A compositional shuffle conjecture specifying touch points of the Dyck path

TL;DR

This paper introduces a new $q,t$-enumeration of Dyck paths with specific touch point restrictions, conjectures its relation to Macdonald theory, and refines existing conjectures on diagonal harmonics and the shuffle conjecture.

Contribution

It proposes a refined conjecture linking Dyck path enumeration to Macdonald operator actions and highlights the role of generalized Hall-Littlewood polynomials in $q,t$-Catalan sequences.

Findings

Proposes a $q,t$-enumeration of Dyck paths with touch point constraints.

Conjectures a connection between this enumeration and the Macdonald $ abla$ operator.
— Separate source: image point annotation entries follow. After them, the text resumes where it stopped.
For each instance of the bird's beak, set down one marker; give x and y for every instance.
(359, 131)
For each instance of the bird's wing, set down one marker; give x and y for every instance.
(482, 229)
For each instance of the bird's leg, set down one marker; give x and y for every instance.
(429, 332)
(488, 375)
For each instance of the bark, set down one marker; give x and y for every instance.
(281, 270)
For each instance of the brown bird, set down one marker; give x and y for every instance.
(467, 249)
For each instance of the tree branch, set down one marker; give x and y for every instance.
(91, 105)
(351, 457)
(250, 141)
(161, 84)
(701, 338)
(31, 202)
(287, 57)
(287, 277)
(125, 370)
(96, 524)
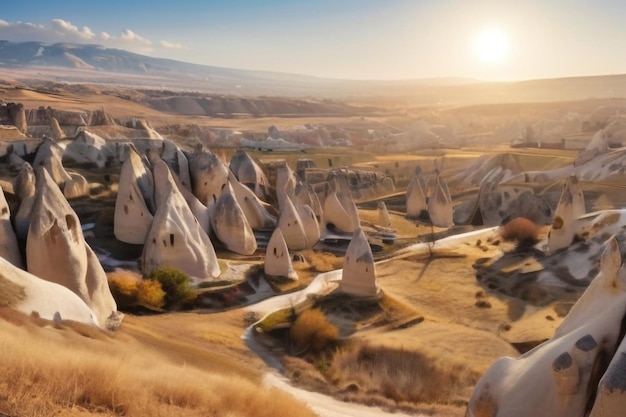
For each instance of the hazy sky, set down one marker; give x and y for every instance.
(360, 39)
Identifies generalized Hall-Littlewood polynomials as key components in $q,t$-Catalan theory.

Abstract

We introduce a $q,t$-enumeration of Dyck paths which are forced to touch the main diagonal at specific points and forbidden to touch elsewhere and conjecture that it describes the action of the Macdonald theory $\nabla$ operator applied to a Hall-Littlewood polynomial. Our conjecture refines several earlier conjectures concerning the space of diagonal harmonics including the "shuffle conjecture" (Duke J. Math. $\mathbf {126}$ (2005), pp. 195-232) for $\nabla e_n[X]$. We bring to light that certain generalized Hall-Littlewood polynomials indexed by compositions are the building blocks for the algebraic combinatorial theory of $q,t$-Catalan sequences and we prove a number of identities involving these functions.